We must tax billionaires to break up the dangerous concentration of wealth that allows them to hold our democracy and economy hostage.
This wasn’t accidental. It happened in part because government dysfunction means big paydays for America’s ultra wealthy, who take advantage of shutdowns and spending cuts to evade taxes, skirt consumer protections to maximize profits, and promote privatization. The current shutdown paused antitrust cases that could break up Amazon and Apple, for instance.
Unsurprisingly, the ultra-wealthy beneficiaries of shutdown chaos are often major donors to far right GOP politicians and outside organizations lobbying for that chaos.
For example, billionaires Jeffrey Yass and Robert Mercer are two of the biggest funders of Club for Growth, a key hard-right group behind the GOP-led 2013 shutdown over the Affordable Care Act (ACA).
The ACA wasn’t just healthcare reform—it also raised billions of dollars in new taxes from ultra-wealthy households. Shutting down the government over its possible repeal would have been a no-brainer for Yass and Mercer, both of whom were also engaged in legally questionable tax-avoidance schemes at the time.
In the Club for Growth’s view, repealing the ACA and its taxes on the ultra rich was a win. A shutdown that froze IRS audits and enforcement was a win. Allowing the government to reopen only after Democrats conceded to deep spending cuts was a win. Dysfunction that “proved” the inability of government to function efficiently was a win. The only losers would be the American people.
While the demands in shutdowns vary, the crisis often only resolves with Democrats accepting GOP spending cuts that weaken regulatory capacity and benefit wealthy industries at the expense of everyday Americans.
Conservatives have learned they might lose their nominal objective—like cuts to Medicare or repealing the ACA. But by drawing attention away from their attacks on good government, they win by losing.
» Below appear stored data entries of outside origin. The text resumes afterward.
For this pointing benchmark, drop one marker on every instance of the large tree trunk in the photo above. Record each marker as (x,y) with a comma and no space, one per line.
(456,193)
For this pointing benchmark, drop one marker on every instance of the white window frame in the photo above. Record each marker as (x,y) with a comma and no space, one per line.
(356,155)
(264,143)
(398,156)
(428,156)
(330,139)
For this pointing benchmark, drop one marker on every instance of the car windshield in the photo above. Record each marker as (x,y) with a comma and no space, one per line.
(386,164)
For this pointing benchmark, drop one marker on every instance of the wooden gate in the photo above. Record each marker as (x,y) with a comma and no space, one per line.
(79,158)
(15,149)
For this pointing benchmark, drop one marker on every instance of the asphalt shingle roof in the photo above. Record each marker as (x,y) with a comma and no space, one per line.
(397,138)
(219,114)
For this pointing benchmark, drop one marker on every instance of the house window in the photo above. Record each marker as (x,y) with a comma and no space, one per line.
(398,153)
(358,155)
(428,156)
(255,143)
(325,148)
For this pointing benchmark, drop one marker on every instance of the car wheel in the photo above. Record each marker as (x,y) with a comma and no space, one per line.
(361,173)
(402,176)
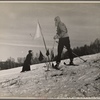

While the March 2025 partisan funding bill avoided a shutdown, it slashed $13 billion from domestic priorities, gutted IRS enforcement funding to target wealthy tax cheats, and hobbled regulatory agencies that safeguard working families—while simultaneously empowering the Trump administration (and billionaire allies like Elon Musk’s DOGE) with broad discretion to reallocate remaining funds at will.
Working people are frustrated by this toxic game. We must tax billionaires to break up the dangerous concentration of wealth that allows them to hold our democracy and economy hostage.
Taxing billionaires is a consensus issue, with support rising sharply as the consequences of unchecked, extreme wealth play out.
Recent Impact Research polling found broad and intense support for raising taxes on billionaires among likely voters in 2026 battleground congressional districts and states. And a recent Morning Consult poll found that even 70% of Republicans believe “the wealthiest Americans should pay higher taxes”—up from 62% just six years ago.
Until Congress addresses the fundamental power imbalance allowing billionaires to benefit from—and drive—government dysfunction, Americans will remain trapped in a game of shutdown chicken. It’s time to tax billionaires and return the power to the people.